Pick an LLM serving engine by reading vendor blogs and you'll get a different answer from each one. Run them on the same GPU, the same weights, the same load shape, and the picture narrows fast: vLLM wins on throughput-per-dollar, TensorRT-LLM wins on per-token latency, and SGLang wins on anything with a shared prefix.
The 2026 LLM serving engine benchmark that matters is tokens-per-second-per-dollar on identical hardware, with tail latency and cold start as the tiebreakers that decide most real deployments.
TL;DR. Default to vLLM for high-throughput batch workloads. Pick TensorRT-LLM only when latency is a hard business constraint and you have CUDA expertise on NVIDIA hardware. Pick SGLang for RAG, agents, and structured output where shared prefixes dominate. TGI is done, Ollama is for your laptop, and any number not measured on your hardware and your traffic is an upper bound.
Key takeaways
- vLLM v0.18+ hits 2,200+ tokens/sec on H200 running DeepSeek-V3 and has the broadest quantization support in the open ecosystem.

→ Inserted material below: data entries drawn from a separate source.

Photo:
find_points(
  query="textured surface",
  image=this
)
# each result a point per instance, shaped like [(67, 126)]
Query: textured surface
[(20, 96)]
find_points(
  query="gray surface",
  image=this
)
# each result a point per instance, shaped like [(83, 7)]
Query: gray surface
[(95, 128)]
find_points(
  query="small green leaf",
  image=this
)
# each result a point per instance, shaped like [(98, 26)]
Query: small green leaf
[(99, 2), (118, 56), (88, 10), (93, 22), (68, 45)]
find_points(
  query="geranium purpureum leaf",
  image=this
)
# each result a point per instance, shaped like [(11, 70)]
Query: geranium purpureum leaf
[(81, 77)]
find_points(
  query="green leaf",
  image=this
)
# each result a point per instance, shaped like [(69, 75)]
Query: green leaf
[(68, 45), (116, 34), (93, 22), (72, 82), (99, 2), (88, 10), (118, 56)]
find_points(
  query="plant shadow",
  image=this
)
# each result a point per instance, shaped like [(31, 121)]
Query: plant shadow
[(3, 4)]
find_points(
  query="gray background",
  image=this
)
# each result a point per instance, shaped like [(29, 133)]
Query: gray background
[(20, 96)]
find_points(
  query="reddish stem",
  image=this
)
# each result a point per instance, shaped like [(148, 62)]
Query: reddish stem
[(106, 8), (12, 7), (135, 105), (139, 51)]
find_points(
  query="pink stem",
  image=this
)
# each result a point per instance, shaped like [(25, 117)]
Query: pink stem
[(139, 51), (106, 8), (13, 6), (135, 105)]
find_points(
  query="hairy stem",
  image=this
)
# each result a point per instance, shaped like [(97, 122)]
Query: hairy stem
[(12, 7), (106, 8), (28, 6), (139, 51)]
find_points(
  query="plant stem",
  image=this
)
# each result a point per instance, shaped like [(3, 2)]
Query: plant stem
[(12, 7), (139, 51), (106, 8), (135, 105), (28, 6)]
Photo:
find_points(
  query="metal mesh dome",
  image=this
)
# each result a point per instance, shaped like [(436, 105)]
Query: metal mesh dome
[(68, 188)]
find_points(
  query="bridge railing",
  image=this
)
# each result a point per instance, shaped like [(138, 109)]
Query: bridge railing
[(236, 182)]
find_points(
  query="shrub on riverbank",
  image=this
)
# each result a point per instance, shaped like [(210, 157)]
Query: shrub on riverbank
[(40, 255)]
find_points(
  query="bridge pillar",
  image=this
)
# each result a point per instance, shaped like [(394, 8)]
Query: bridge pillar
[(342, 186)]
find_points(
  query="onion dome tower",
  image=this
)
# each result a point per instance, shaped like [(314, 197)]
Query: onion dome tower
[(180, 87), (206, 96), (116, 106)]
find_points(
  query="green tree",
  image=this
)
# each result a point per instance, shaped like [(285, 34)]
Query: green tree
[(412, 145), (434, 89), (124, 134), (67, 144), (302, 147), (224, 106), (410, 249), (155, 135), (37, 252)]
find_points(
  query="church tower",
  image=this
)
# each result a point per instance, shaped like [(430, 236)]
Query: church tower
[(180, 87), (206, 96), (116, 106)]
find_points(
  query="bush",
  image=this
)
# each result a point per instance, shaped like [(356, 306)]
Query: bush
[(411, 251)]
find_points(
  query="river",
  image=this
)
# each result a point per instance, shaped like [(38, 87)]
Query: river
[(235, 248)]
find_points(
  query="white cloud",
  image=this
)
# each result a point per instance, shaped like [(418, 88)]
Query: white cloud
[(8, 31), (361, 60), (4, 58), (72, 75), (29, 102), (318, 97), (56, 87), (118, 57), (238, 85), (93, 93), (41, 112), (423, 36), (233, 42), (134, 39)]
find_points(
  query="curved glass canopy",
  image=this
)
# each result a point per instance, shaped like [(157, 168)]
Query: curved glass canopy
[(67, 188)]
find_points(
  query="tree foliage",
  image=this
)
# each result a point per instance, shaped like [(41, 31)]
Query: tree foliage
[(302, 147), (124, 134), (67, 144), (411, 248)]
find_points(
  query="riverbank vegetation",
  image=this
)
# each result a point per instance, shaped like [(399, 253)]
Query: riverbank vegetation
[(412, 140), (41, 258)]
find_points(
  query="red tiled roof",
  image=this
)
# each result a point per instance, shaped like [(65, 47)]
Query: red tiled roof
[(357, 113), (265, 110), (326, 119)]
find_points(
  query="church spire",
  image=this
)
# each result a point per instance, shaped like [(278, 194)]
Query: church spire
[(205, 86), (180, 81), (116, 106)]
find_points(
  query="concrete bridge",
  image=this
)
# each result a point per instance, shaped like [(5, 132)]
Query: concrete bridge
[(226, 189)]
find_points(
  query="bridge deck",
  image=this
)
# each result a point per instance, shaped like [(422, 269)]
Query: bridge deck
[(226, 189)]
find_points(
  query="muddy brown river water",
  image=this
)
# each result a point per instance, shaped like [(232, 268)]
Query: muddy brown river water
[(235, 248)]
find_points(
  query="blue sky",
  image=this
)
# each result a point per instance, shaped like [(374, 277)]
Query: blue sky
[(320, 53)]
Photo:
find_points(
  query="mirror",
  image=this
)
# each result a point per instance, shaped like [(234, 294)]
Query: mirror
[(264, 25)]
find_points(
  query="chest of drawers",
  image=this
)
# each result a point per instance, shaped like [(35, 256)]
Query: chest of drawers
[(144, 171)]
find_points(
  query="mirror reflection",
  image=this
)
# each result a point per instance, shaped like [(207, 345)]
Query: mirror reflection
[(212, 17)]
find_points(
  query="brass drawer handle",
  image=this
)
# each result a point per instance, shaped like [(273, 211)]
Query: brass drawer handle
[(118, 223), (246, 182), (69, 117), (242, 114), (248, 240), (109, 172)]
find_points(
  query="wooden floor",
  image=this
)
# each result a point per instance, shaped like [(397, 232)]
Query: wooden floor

- TensorRT-LLM 0.12+ delivers 20-40% lower per-token latency than vLLM at batch size 1, but locks you to NVIDIA and demands weeks of setup.
- SGLang 0.4+ posts a 6.4x throughput gain on prefix-heavy workloads via RadixAttention and has crossed 400,000 deployed GPUs.
- TGI entered maintenance mode in December 2025; Hugging Face now points new deployments to vLLM or SGLang.
- Plan for 30-50% performance degradation under real production traffic versus synthetic benchmarks.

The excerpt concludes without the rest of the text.